Ten Things You Should Know about Pension Disclosure
The controls and pension reporting environment is not well known, even reform as a result of the freshly minted GASB Statement No. 68, Accounting and Financial Reporting for Pensions – An Amendment of GASB Statement No. 27. Finance officers are in the midst of implementing this comprehensive reform of pension liability reporting and explaining the change to the press, to plan members, and to elected boards. Congress’ proposals to add another number (as proposed in PEPTA Legislation) to the litany of conflicting numbers that describe the funded status of pension systems could be confusing or be threatening to constituents’ retirement expectations, which will likely be an unintended consequence of this legislation. We have compiled this easy-to-understand guide for Congress and their staff.
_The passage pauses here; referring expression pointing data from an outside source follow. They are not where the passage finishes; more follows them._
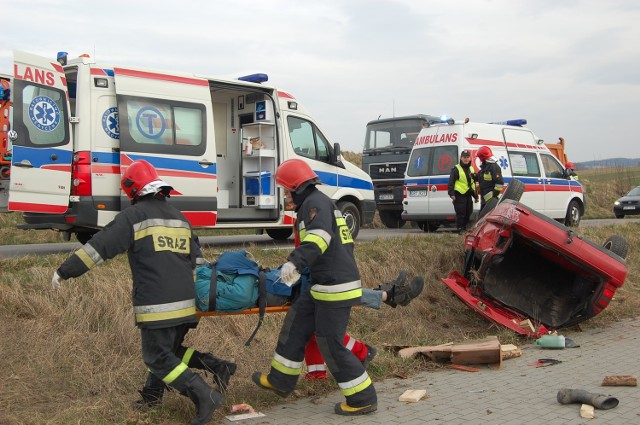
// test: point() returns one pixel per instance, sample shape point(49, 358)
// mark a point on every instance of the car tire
point(280, 234)
point(392, 219)
point(428, 226)
point(351, 216)
point(514, 190)
point(491, 204)
point(574, 214)
point(618, 245)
- Download Resource: Ten Things You Should Know About Pension Disclosure
Pension Funding: A Guide for Elected Officials
GFOA’s best practices and Elected Officials Guides also provide examples of sound local policymaking. GFOA also communicates this information to congressional offices. For example, a recent GFOA best practice, Sustainable Funding Practices for Defined Benefit Pensions and Other Postemployment Benefits, recommends that public officials and associated trustees should, at a minimum, adopt a funding policy that stipulates full funding (i.e., a target funded ratio of 100 percent or more). The funding policy should also stipulate that employer and employee contributions be made regularly – failing to fund the plan’s actuarially determined contributions during recessionary periods impairs investment returns by not providing enough money to invest when stock prices are low. As a result, long-term investment performance will suffer and ultimately require higher contributions. A disciplined and systematic funding policy that is endorsed by more than 18,600 GFOA members is an effective tool against broad, ineffective federal legislation.